Miglustat has not been evaluated in pregnant women. Available data from postmarketing case reports are insufficient to assess a drug-associated risk of major birth defects, miscarriage, or adverse maternal or fetal outcomes. In animal reproduction studies, maternal death and decreased body weight gain were observed in rabbits orally dosed with miglustat during organogenesis at doses with exposures less than the human therapeutic systemic exposure. Decreased live births and decreased fetal weight were observed in rats orally dosed with miglustat prior to mating and during organogenesis at doses with exposures at least 2 times the human therapeutic systemic exposure. Dystocia and delayed parturition were also observed. According to the to FDA-approved product labeling, miglustat should be used during pregnancy only if the potential benefit justifies the potential risk to the mother and fetus. No reports of exposure to miglustat during human pregnancy are found in the medical literature. A prospective, surveillance study, reported on the 5 year use of miglustat after its approval in Europe. The mean age of participants at baseline was 46.1 (SD 16.5) years. In this report, 1 woman of childbearing age discontinued miglustat therapy for a planned pregnancy. Imiglucerase has been suggested, based on the data available, as an agent for consideration for the treatment of Gaucher disease during pregnancy.

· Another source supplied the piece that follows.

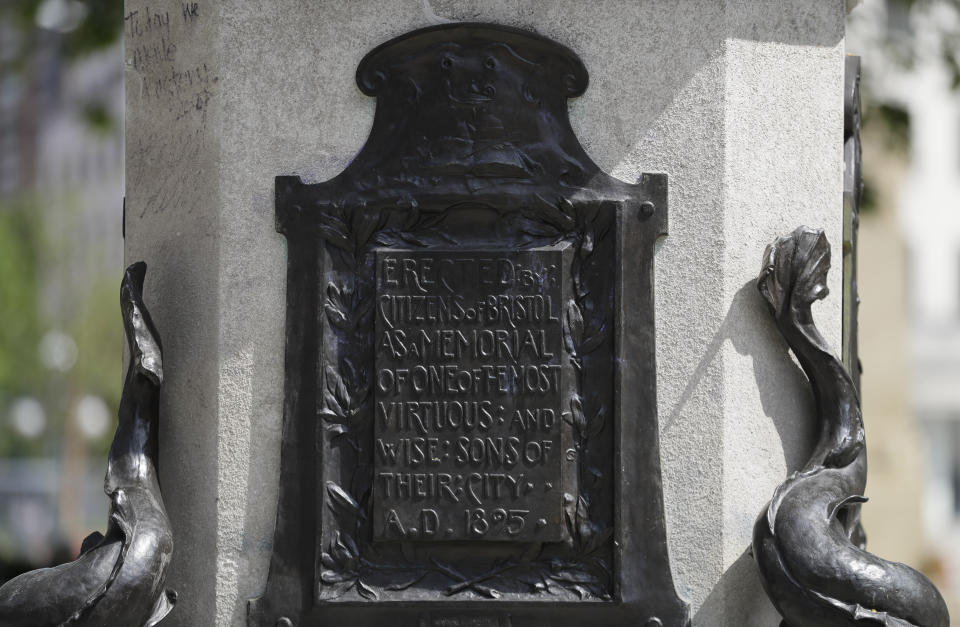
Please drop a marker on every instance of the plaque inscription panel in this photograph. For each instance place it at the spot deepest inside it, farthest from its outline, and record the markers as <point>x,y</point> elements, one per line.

It is not known whether miglustat is excreted into the milk of breast-feeding women; however, based on the physical properties of miglustat, it is likely to be present in breast milk. Because of the potential for serious adverse reactions in breast-feeding infants, breast-feeding is not recommended. Imiglucerase has been suggested as an enzyme-replacement treatment option, based on limited data from case studies and breast milk concentration data. Consider the benefits of breast-feeding, the risk of potential infant drug exposure, and the risk of an untreated or inadequately treated condition. If a breast-feeding infant experiences an adverse effect related to a maternally administered drug, healthcare providers are encouraged to report the adverse effect to the FDA.